Oddly, MMS just made its new SCP (Sustained Casing Pressure) ruling final this month–a testament to just how ineffective MMS regulation can be. Thirty years ago, when we had about a hundred wells with SCP in the annuli, we knew we had a serious problem. So we did nothing meaningful in the way of cement or well construction, in order to save money, and over the next decade or so, the problem grew to “Houston, we have a problem” proportions of 1000 wells. Again, we rearranged the paperwork and asked MMS for more Casing Pressure Exemptions, which were usually granted. So the problem grew to 8,000 wells (a conservative MMS estimate).
Now, with the guidance and help of just two entities, BP and API, new regulations come into force that promise not to cost hardly anything, but do require new paperwork and, most importantly, require more monitoring of casing pressure annuli, and still allow a strung-out timeframe in which to act, if ever, including Casing Pressure Exemptions. The existing regs had already been weakened to allow for SCP of 20% of casing design. The new API RP90 that MMS adopted speaks only of SCF “management.“ In short, the new MMS regs ensure that there will be 12,000 wells with SCF problems, made worse as water depths and pressures increase.
One thing MMS was right about, SCP “…represent a clear hazard to the safety of personnel or the environment.” The BP well design and execution, if completed, would likely have been a future SCP problem–it just happened a lot sooner. If MMS did, as reported on some blogs, grant BP an exemption to the normal sequence of well construction on Macondo, it would not be a surprise–MMS overwhelmingly says “yes” to requests from oil companies (I don’t know the percentage, but I’ll bet it’s well over 90%. In the 50 or so MMS requests that I‘ve been privy to, all of them were granted).

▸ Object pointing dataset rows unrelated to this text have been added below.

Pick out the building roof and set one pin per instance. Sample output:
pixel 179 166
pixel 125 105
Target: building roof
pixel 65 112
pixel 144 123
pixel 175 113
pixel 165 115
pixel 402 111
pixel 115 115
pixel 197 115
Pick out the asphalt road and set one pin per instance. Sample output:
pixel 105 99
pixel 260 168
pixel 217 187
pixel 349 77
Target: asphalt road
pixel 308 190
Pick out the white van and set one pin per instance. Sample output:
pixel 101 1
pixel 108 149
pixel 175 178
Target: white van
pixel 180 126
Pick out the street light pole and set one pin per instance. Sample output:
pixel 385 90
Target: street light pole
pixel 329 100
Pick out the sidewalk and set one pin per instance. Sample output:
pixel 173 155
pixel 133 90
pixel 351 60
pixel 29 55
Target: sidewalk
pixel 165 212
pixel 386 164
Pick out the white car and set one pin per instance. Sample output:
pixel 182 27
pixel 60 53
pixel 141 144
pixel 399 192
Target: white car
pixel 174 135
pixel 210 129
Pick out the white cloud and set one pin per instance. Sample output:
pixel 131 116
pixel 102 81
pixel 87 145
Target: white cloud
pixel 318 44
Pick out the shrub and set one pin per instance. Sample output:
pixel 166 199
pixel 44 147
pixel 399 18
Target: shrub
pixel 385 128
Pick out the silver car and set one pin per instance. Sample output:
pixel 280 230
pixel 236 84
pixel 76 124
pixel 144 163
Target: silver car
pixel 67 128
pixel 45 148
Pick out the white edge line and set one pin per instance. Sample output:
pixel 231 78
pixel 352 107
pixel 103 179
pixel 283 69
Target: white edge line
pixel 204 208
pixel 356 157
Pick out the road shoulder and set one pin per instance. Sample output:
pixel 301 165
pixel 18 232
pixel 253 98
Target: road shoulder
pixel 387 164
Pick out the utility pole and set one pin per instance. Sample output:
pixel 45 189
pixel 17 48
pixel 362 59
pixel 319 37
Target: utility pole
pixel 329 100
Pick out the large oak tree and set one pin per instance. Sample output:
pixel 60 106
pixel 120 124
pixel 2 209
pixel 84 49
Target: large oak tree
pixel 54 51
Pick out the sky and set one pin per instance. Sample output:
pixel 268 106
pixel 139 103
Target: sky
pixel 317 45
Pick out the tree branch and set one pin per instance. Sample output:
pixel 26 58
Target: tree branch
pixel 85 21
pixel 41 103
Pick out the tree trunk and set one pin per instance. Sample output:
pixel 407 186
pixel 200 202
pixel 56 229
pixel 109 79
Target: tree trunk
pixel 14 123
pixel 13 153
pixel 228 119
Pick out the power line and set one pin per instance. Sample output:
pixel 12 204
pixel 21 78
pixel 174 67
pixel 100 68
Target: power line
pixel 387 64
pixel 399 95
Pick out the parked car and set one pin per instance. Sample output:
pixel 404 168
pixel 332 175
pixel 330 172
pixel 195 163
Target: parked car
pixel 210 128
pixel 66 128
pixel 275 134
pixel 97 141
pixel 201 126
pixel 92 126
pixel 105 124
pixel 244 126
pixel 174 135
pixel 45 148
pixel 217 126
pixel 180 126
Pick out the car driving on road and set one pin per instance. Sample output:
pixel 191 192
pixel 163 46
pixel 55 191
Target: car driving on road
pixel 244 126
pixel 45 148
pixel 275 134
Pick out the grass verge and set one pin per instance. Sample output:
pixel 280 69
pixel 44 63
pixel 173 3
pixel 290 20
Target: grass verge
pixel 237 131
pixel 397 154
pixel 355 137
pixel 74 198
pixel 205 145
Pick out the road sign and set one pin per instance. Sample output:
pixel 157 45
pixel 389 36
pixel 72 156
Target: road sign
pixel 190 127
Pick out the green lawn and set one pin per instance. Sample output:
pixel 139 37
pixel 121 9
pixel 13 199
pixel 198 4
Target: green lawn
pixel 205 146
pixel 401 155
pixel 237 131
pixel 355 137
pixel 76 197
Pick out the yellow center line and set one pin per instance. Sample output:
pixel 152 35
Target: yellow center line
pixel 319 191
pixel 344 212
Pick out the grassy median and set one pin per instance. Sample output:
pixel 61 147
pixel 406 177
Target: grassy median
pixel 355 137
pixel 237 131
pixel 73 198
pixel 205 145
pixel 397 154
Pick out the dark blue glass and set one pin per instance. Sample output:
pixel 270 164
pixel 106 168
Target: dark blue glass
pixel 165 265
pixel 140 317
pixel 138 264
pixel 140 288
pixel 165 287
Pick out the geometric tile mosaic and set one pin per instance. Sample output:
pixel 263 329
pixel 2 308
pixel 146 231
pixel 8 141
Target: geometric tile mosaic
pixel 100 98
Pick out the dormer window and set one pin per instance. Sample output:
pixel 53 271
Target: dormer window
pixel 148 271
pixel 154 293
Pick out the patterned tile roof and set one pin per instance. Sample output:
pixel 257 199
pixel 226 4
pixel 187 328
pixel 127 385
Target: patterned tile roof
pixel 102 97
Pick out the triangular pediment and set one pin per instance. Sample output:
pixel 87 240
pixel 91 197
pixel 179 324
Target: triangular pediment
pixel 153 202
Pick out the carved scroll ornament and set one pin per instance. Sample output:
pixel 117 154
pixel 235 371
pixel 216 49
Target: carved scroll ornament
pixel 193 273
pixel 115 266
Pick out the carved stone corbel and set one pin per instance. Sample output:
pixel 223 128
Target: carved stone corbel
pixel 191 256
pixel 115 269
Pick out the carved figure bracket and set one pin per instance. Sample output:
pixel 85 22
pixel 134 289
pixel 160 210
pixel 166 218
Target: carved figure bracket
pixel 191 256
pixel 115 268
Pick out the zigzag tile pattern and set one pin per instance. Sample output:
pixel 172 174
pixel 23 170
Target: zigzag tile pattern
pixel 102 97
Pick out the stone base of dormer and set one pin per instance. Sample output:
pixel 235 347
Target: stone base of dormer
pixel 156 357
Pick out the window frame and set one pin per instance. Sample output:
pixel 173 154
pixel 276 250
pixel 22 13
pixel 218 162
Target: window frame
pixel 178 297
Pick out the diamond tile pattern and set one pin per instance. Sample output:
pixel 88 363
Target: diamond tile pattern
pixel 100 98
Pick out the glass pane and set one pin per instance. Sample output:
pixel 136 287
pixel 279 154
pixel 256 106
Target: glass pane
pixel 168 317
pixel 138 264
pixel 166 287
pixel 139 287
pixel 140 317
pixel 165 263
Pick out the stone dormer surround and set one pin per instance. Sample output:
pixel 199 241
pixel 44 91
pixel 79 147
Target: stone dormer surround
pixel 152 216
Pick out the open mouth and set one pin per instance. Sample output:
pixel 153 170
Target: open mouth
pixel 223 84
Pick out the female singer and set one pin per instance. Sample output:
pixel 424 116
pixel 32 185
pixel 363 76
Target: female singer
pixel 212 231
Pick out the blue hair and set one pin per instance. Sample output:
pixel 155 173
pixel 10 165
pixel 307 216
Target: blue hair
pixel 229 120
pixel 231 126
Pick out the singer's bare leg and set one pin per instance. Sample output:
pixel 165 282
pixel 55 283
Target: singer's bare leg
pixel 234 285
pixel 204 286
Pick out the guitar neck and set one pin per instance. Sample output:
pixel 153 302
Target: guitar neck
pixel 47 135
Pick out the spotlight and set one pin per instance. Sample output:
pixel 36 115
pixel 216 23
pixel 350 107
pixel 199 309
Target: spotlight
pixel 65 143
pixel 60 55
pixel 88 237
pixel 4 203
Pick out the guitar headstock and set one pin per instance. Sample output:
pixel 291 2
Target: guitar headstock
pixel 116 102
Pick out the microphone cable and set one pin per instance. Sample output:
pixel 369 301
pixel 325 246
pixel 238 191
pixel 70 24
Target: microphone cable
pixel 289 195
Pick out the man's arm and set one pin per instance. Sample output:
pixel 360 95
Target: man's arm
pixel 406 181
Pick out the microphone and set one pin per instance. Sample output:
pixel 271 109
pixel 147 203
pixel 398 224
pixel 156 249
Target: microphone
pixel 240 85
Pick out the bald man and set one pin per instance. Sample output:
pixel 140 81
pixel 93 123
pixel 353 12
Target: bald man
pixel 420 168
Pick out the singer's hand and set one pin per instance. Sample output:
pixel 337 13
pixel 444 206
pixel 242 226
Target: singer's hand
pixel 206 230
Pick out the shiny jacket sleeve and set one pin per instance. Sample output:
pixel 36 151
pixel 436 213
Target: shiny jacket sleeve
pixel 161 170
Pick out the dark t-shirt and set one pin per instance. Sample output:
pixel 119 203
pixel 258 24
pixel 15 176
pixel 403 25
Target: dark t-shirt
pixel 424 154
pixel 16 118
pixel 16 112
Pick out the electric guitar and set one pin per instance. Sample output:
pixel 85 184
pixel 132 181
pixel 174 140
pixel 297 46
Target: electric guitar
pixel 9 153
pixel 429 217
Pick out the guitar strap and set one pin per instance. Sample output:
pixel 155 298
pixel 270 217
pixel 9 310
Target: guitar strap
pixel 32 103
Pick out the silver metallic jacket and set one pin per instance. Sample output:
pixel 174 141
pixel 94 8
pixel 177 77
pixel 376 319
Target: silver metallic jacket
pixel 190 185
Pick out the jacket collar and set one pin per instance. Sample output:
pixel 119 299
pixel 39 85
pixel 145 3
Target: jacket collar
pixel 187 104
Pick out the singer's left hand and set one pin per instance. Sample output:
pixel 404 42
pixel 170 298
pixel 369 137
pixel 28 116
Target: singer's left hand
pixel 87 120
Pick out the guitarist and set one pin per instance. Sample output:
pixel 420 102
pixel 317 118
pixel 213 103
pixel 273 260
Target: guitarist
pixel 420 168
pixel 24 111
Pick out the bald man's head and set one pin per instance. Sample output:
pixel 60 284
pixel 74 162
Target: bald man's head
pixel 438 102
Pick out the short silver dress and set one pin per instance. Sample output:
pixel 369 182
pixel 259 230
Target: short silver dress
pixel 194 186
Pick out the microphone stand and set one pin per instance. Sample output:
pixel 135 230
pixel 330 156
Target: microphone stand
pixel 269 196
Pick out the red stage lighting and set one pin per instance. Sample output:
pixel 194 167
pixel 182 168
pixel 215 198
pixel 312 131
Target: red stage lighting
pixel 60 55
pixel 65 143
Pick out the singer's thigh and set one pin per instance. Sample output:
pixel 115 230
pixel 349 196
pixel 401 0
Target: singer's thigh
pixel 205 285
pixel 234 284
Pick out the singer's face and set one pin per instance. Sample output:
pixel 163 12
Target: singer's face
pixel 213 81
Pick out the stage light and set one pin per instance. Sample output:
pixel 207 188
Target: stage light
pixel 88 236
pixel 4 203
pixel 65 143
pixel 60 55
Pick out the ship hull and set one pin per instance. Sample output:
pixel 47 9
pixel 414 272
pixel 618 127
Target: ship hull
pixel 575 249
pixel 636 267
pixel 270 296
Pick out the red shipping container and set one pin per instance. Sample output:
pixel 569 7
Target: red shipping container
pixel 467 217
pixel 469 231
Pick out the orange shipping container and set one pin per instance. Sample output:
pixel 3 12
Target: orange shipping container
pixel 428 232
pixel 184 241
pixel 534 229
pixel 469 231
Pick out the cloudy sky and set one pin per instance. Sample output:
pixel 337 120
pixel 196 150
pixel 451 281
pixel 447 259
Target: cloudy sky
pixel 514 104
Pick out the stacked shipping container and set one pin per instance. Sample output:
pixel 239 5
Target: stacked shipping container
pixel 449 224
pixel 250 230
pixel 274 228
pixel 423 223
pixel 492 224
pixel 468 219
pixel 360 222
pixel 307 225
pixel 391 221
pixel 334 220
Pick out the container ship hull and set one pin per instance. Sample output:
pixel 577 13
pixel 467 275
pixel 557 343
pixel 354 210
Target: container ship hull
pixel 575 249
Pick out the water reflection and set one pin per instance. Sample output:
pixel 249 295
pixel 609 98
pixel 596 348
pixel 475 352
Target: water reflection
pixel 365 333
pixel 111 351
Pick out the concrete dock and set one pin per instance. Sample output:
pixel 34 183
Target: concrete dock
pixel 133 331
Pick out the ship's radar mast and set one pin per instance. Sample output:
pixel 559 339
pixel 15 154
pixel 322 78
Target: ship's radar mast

According to the Wall Street Journal (http://www.rigzone.com/news/article.asp?a_id=92962), in the last 10 years, MMS enforcement cases that resulted in penalties were 66 in 2000 (a high point) to just 20 last year (it‘s lowest number). A report by the Interior Dept. Inspector General in 2000 found that MMS seldom referred safety or environmental violations to the Justice Department for criminal prosecution, even when it should have done so. Rig inspections all fell, according to agency data, to 760 in 2009, down from 1,292 in 2005. Increasingly, MMS has shifted toward a policy of industry self-regulation. The MMS in a 2005 rule change pointed to a older law that “encouraged federal agencies to ‘benefit from the expertise of the private sector’ by adopting industry standards, said the WSJ article.
All told, it seems difficult to find the common thread to the bad decisions of a minimal, foamy cement job, no CBL confirmation of placement, premature displacement of drilling mud, ignoring known problems with the BOP, and a willingness to disregard data and forge ahead, except that they all speak to hurry up and “get ’er done.” All of these were human errors, not mechanical ones. The real shame is that if even one of these decisions were made differently, this disaster probably would not have happened.